Main Auditorium, Belfast Waterfront, 2 Lanyon Place, Belfast, BT1 3WH
Resolution, submitted by the RCN Mental Health Forum
That this meeting of RCN Congress calls on Council to commission research into therapeutic staffing levels for mental health nursing.
Much discussion has been made of minimum or safe levels of staffing.
The RCN is involved in the Northern Ireland Department of Health Delivering Care initiative, which seeks to define safe nurse staffing levels across a range of practice areas. Phase 5 of this work focuses upon mental health nursing practice settings and is currently underway.
In Scotland, there are mandatory workload and workforce planning tools for nursing in the NHS, including one for mental health. The Scottish Government is in the process of developing legislation to ensure staffing for safe and effective care (RCN Scotland, 2017).
A mental health workstream is established as part of the Welsh response to the Nurse Staffing Levels (Wales) Act 2016. The aim is to use an evidencebased approach to create robust methods, tools and techniques to determine appropriate staffing levels within mental health inpatient services, using a common model of triangulation.

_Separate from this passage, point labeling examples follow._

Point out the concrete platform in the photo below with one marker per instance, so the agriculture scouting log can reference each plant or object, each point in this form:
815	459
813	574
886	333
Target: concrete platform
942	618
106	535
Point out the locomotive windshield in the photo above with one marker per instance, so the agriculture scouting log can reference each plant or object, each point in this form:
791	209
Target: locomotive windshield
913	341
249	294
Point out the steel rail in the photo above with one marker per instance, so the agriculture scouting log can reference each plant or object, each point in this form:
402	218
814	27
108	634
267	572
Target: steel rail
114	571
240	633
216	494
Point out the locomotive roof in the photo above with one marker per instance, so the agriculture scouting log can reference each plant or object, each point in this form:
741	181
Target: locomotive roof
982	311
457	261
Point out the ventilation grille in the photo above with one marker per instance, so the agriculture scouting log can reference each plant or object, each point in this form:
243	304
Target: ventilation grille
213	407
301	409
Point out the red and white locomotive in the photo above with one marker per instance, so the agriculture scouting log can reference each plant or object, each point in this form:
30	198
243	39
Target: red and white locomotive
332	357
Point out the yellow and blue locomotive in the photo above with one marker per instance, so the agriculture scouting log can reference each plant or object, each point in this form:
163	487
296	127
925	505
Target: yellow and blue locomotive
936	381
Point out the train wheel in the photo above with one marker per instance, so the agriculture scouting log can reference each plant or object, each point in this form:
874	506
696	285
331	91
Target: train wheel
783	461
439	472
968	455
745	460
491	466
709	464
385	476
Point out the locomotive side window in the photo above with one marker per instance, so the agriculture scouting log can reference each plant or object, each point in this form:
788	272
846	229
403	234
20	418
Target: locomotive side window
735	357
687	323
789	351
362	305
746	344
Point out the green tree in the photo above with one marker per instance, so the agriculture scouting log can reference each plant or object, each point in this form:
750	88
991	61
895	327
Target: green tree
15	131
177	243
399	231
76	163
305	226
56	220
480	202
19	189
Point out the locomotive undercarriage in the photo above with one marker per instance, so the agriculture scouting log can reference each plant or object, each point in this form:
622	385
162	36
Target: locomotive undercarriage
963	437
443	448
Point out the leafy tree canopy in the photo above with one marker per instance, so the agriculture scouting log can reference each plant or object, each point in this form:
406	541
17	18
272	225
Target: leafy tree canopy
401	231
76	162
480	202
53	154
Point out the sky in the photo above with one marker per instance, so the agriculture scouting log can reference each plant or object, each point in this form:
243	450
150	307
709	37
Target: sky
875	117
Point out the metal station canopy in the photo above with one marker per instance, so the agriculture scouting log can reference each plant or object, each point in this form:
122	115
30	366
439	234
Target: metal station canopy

Progress includes completion of a literature review on existing workload and workforce tools; development and piloting of a professional judgement workbook; a series of audits on professional judgement triangulated with information on admissions, transfers and discharges; deployed staffing and levels of observation and engagement and physical care; and algorithm development as a decision support tool.
Next steps include identification of quality indicators; information on the experience and outcomes of patients to detect impact on therapeutic relationships and care; support peer review of professional judgement with statistical learning and developing the method to use information collected through the audit to inform nurse staffing levels.
Establishing and developing therapeutic relationships underpins the mental health nursing professional skills. This can need open-ended interactions, and so staff must have both support and flexibility to build trust and encourage involvement for service users both on the wards and in the community. As such, minimum staffing levels are not helpful. Minimum staffing levels encourage a race to the very bottom where the emphasis becomes containment and quiet, rather than creative therapeutic dialogue, true understanding and contextualisation, trust and coproduction with those in our care.
Safety is not just about numbers, but effective, therapeutic relationships between nurses and service users.